- What: Identify customer groups & demographics from banking behaviour data
- How: Through EDA, feature engineering, PCA and K-means clustering
- Why: Better understand different types of customers and how best to serve their needs on our service. This will enable better customer engagement and satisfaction with our service offerings, ultimately creating increased brand equity.
Account and transaction data from customers in 1995 has been used for this project. Connecting to an externally hosted database I explores the structure and relationships between tables using SQL. Initial EDA was then done server side and only when needed data was extracted to be using in a Jupyter Notebook.

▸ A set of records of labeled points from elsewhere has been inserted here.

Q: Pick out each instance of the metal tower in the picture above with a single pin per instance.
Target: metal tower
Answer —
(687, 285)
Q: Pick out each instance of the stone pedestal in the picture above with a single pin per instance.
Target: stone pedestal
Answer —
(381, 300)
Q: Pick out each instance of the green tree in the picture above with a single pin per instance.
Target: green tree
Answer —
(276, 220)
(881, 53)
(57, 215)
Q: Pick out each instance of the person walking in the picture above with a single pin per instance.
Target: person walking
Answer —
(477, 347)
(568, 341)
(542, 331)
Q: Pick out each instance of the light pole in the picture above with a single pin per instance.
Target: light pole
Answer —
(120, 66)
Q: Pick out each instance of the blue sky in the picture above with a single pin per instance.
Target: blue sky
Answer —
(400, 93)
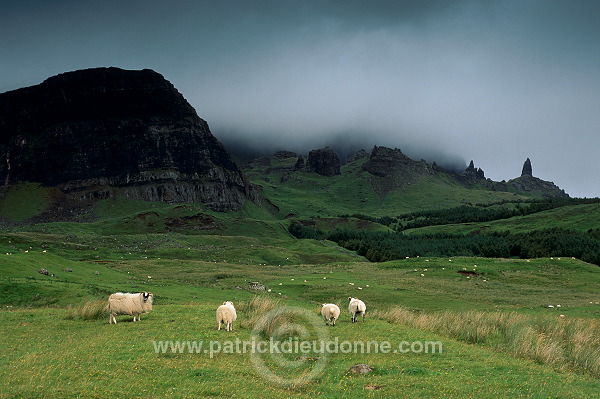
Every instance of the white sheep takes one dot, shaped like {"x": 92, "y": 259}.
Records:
{"x": 356, "y": 307}
{"x": 131, "y": 304}
{"x": 330, "y": 313}
{"x": 226, "y": 314}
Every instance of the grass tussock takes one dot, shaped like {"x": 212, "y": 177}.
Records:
{"x": 91, "y": 310}
{"x": 255, "y": 308}
{"x": 570, "y": 344}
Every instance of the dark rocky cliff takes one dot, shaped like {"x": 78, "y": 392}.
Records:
{"x": 96, "y": 132}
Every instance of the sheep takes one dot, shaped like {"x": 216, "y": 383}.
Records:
{"x": 131, "y": 304}
{"x": 356, "y": 307}
{"x": 226, "y": 314}
{"x": 330, "y": 313}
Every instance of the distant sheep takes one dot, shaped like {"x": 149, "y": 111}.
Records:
{"x": 330, "y": 313}
{"x": 226, "y": 315}
{"x": 356, "y": 307}
{"x": 131, "y": 304}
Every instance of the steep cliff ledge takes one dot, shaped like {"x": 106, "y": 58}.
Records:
{"x": 97, "y": 132}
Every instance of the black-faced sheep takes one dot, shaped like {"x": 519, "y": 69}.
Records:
{"x": 131, "y": 304}
{"x": 330, "y": 313}
{"x": 356, "y": 307}
{"x": 226, "y": 315}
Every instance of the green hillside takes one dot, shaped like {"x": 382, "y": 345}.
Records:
{"x": 511, "y": 326}
{"x": 303, "y": 194}
{"x": 576, "y": 217}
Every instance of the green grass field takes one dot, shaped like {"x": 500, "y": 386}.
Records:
{"x": 509, "y": 328}
{"x": 46, "y": 354}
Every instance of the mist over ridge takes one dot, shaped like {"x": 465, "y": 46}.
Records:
{"x": 246, "y": 146}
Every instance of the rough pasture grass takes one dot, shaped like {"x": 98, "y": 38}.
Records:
{"x": 45, "y": 355}
{"x": 565, "y": 343}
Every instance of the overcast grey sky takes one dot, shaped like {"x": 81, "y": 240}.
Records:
{"x": 492, "y": 81}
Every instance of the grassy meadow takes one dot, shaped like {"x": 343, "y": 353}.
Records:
{"x": 509, "y": 328}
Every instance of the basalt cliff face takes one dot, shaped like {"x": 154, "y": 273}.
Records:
{"x": 98, "y": 132}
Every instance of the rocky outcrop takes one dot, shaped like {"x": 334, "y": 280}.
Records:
{"x": 386, "y": 162}
{"x": 527, "y": 171}
{"x": 473, "y": 172}
{"x": 527, "y": 183}
{"x": 324, "y": 162}
{"x": 98, "y": 132}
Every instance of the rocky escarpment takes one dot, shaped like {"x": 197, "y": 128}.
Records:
{"x": 527, "y": 183}
{"x": 97, "y": 132}
{"x": 324, "y": 162}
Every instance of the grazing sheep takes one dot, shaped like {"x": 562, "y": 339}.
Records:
{"x": 330, "y": 313}
{"x": 356, "y": 307}
{"x": 131, "y": 304}
{"x": 226, "y": 315}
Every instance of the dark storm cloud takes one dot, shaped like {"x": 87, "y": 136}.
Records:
{"x": 492, "y": 81}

I have included a SQLite file in this repo to show the data being worked with if you would like to explore. There is also a 'sql_scrap' file which I used as a rough doc to do a few basic queries.

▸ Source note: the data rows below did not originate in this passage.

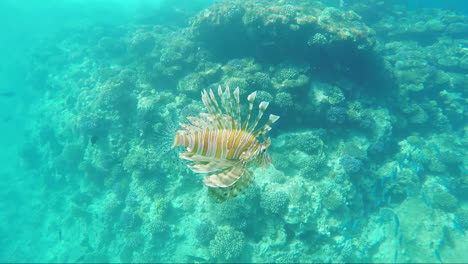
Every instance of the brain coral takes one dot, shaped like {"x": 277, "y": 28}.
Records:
{"x": 350, "y": 164}
{"x": 333, "y": 201}
{"x": 444, "y": 200}
{"x": 274, "y": 201}
{"x": 227, "y": 244}
{"x": 462, "y": 217}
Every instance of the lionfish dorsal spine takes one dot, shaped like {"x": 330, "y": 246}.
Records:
{"x": 251, "y": 99}
{"x": 236, "y": 96}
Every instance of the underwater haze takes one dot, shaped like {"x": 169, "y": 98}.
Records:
{"x": 112, "y": 151}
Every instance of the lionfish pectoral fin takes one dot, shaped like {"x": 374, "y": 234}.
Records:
{"x": 225, "y": 193}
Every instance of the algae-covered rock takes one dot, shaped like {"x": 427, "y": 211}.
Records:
{"x": 228, "y": 244}
{"x": 274, "y": 200}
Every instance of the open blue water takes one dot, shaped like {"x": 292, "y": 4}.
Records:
{"x": 368, "y": 158}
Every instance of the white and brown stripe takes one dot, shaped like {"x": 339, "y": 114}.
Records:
{"x": 223, "y": 144}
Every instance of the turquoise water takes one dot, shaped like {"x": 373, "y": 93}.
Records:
{"x": 368, "y": 157}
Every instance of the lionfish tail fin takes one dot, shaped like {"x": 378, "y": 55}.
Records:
{"x": 251, "y": 99}
{"x": 222, "y": 194}
{"x": 261, "y": 109}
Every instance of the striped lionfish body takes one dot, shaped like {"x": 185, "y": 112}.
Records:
{"x": 222, "y": 146}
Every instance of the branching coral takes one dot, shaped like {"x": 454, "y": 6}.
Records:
{"x": 228, "y": 244}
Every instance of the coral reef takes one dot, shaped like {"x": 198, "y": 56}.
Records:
{"x": 373, "y": 136}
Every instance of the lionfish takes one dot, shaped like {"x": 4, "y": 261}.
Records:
{"x": 222, "y": 146}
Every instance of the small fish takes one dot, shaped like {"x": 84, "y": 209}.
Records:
{"x": 437, "y": 253}
{"x": 397, "y": 224}
{"x": 7, "y": 94}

The aim was to keep our clusters to a maximum of 5.
- Approach 1: Using only demographic data from accounts
- Approach 2: Using transactional data to cluster
Cleaning and transforming the data features used were:
PCA was then used to allow visualizations in lower dimensions. As a rule of thumb, the aim was to have 85% of variance explained in the reduced dimensions.

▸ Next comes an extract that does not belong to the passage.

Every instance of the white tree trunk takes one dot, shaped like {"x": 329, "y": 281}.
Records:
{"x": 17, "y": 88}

For this approach I explored engineering a variety of features. The final two I landed on that had beneficial impact in segmenting customers was:
- Credit to Income Ratio
- Avg spend per transaction
As seen in the Cumulative Explained Variance and Scree plots bellow, 6 dimensions was the sweet spot for explaining 85% of the variance. This however does make it more difficult to visualize the total relationships as we only have 2/3/4 dimensions that we can perceive.
Plotting these in 3 dimensions we can see some clear segmentation. This can be tuned further to segment more groups that the current 5.
Creating a Radio Chart of the 5 customer groups we can see some clear parameters of each.
Side by side we can see the different attributes of each group more clearly
Clustering demographic & transaction data is a start to better understand our customers. Through building this knowledge we are to better serve user needs, optimize product offerings and ultimately take a step towards personalization at scale.